Well, the major thing to apologize for is obvious – her son killed a bunch of teenagers . In the story, Sue Klebold talks about writing a sort of apology/sympathy card to the victims and their families, but I don’t think the purpose of this book was to apologize. She did sound apologetic at times, but the purpose was to talk about tragedy and recovery and suicide awareness.
As for justification, I’m not sure she mentioned one, except for “he seemed perfectly normal, I didn’t allow guns in the house, and I gave him love.”
✏️What is the model – the ideal – for the author’s life?
I’m not sure. Perhaps the ideal would have been if she’d had suicide awareness before these events, perhaps her son’s involvement in the shooting could have been prevented.
✏️What is the end of life (the place where the writer has arrived, found closure, discovered rest)?

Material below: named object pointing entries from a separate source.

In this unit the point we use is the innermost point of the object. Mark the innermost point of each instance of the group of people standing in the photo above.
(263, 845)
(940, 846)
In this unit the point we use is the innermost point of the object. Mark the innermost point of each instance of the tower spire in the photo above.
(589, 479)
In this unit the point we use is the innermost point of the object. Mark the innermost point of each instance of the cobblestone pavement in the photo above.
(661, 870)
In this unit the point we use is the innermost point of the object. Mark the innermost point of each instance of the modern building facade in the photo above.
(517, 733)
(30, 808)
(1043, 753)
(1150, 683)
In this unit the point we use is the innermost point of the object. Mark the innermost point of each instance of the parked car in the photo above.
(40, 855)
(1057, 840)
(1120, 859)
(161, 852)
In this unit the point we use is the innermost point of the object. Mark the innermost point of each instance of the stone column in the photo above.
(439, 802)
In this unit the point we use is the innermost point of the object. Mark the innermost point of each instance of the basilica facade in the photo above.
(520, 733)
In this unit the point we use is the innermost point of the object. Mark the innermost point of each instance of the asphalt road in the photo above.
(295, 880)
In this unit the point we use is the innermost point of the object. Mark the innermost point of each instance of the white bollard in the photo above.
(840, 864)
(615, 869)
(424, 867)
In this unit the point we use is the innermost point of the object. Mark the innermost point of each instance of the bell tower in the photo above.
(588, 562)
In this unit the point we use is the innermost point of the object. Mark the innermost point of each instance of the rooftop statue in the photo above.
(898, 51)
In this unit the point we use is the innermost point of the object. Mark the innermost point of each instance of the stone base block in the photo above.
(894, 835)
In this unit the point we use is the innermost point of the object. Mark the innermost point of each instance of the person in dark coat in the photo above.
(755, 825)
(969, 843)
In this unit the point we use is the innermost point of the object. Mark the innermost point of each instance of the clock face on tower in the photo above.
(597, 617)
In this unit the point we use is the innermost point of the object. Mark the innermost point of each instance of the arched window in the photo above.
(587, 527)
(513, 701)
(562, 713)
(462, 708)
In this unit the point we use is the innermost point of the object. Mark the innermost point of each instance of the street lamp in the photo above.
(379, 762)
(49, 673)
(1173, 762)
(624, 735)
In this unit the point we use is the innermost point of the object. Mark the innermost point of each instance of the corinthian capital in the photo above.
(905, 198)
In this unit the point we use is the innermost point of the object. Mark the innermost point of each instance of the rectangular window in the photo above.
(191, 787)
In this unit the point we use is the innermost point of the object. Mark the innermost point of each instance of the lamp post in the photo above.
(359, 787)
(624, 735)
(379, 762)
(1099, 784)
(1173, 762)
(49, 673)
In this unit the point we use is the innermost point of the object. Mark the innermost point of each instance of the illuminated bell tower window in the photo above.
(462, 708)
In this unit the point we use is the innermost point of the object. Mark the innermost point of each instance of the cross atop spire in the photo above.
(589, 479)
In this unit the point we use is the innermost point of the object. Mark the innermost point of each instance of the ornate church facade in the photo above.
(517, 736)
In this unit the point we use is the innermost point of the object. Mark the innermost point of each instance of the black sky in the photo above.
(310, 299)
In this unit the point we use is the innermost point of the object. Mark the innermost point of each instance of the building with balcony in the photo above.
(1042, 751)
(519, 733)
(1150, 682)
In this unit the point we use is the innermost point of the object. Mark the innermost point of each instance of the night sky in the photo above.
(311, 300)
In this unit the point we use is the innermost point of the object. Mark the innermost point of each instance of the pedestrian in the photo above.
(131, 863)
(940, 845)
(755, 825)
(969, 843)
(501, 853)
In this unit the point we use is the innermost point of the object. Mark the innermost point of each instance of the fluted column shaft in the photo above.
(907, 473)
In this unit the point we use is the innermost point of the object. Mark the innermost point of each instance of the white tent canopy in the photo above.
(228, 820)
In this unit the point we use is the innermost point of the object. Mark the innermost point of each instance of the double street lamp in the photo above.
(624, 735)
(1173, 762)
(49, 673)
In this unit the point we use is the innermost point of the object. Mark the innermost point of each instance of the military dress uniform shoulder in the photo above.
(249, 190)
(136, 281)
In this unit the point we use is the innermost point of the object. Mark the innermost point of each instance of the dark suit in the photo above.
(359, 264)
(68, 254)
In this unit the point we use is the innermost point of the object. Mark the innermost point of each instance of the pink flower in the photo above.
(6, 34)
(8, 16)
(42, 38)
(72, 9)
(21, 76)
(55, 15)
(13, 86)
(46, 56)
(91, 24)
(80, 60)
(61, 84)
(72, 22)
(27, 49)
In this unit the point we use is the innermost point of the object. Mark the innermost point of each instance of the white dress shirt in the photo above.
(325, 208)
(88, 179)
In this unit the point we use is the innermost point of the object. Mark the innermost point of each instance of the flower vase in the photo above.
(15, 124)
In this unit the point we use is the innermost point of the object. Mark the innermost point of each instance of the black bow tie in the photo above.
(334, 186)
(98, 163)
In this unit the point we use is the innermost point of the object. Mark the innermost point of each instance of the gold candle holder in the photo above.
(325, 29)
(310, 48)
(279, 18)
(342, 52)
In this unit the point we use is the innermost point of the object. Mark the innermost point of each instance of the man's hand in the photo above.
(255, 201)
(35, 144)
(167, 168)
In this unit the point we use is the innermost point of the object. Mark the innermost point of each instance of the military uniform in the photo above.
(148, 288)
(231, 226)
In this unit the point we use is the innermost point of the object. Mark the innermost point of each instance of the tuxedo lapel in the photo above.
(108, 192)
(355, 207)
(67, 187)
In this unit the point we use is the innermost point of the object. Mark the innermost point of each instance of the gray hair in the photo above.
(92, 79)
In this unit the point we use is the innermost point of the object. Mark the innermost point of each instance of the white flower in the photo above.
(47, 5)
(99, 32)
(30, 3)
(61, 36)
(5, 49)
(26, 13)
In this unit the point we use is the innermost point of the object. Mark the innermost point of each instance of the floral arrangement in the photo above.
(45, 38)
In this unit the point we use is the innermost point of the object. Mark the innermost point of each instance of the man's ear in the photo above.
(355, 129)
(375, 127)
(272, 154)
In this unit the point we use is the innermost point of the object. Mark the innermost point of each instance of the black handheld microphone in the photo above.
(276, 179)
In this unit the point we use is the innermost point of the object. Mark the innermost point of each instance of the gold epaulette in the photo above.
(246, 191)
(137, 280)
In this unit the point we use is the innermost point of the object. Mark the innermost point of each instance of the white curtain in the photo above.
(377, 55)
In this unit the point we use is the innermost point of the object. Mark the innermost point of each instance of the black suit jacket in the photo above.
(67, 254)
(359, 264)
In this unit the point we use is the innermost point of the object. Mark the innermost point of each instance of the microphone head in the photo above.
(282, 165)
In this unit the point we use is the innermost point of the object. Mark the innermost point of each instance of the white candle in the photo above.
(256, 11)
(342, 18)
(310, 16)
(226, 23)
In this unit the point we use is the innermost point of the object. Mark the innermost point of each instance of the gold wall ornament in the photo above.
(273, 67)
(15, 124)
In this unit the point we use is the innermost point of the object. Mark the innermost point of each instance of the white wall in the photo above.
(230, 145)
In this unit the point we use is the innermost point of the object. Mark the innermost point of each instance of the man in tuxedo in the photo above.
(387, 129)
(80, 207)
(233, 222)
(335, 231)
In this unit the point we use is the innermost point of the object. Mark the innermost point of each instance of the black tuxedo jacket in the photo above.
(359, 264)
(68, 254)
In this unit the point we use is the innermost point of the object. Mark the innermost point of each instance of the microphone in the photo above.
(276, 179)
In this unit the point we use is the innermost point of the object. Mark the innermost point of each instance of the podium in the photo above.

The end of this chapter of Sue Klebold’s life is that she now understands that it’s not her fault, and that, with the information she had, she shouldn’t blame herself for not seeing signs of depression in Dylan. But she wants other mothers to be aware of the signs of suicide.
✏️Is the author writing for herself or a group? What parts of the writer’s experience does she assume to be universal? Which does she view as unique to herself? Am I part of the group that would be expected to closely identify with the author’s story? Does it ring true for me? What parts of the story resonate and which do not?
I guess you could say Sue Klebold was representing herself only when she wrote, since the situation she was describing was pretty unique to only a very small number of people (thankfully). Though I think at some level she’s also writing as a mother to a mother. She assumes that her love of her son and the desire for him to be successful and happy is pretty universal. What she views as unique about her situation is rather obvious – not very many moms see their kids turn into murderers.
Yes, I am a mother, and the story of love and forgiveness she gives her son definitely resonates with me.
✏️What are the three moments or timeframes of the story? (When it happened, when it was written, when it was read.) What was the author’s reason for writing? Was the writer at a high or low point at the time of writing? How has the biography changed in the years since its publication?
The Columbine shooting was April 20, 1999, and her book was published 17 years later in 2016. I read it in 2023. I don’t believe there’s been much change between 2023 and 2016, but between 1999 and 2016, many school shootings have occurred. Americans have grown tired of the shootings and would like a fresh source of opinions on how to stop the alarming trend.
The author chose then to write the book because she had reached a step in her grieving process when she felt it would be helpful to reach out to other mothers and make sure they are aware of the risks of depression. I believe she was at a high point in her grief.
✏️Where does the author’s judgement lie? What, or whom, does the author judge? Is this criticism valid? Who do I deem responsible for successes and failures of the author?
I don’t recall the author judging anyone, even her son. Not even the people who judged her harshly.
✏️What have I brought away from this story? What did I hope to get?
I got exactly what I wanted out of this book. I learned a little of what it felt like to be judged by so many people for a tragedy that wasn’t her fault.